Podczas rundy wzajemnych pytań dotyczących praworządności Joanna Senyszyn zapytała Nawrockiego, czy jeśli zostanie prezydentem będzie walczył o „równouprawnienie tęczowej społeczności”.
– Będę prezydentem wszystkich Polaków, ale społeczność LGBT nie może czekać, czy być gotowa na to, abym się nimi szczególnie zajął – odparł kandydat popierany przez PiS.
Debata prezydencka. Deklaracja Nawrockiego ws. statusu osoby najbliższej
Jak zaznaczył, w Polsce homoseksualizm nigdy nie był penalizowany.
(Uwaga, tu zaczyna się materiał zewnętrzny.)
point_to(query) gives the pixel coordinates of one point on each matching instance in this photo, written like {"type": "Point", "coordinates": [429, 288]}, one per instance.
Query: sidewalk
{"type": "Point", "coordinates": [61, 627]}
Dodał, że osoby LGBT mają prawa.
– Jestem gotowy do podpisania i do dyskusji wokół statusu osoby najbliższej, ale nie może ani pani profesor, ani społeczność LGBT oczekiwać ode mnie tego, że będę forsował, czy zajmował się ich sprawami – powiedział Nawrocki.
– Ja w ogóle jestem za tym, aby kwestie seksualne, prywatne pozostawały poza życiem politycznym – dodał.
– Myślę, że ten pan, który nie przyszedł (na debatę – red.), Rafał Trzaskowski, któremu ostatnio wręczyłem flagę LGBT, będzie lepiej zajmował się społecznością LGBT – dodał, nawiązując do debaty wyborczej w Końskich, która odbyła się w piątek.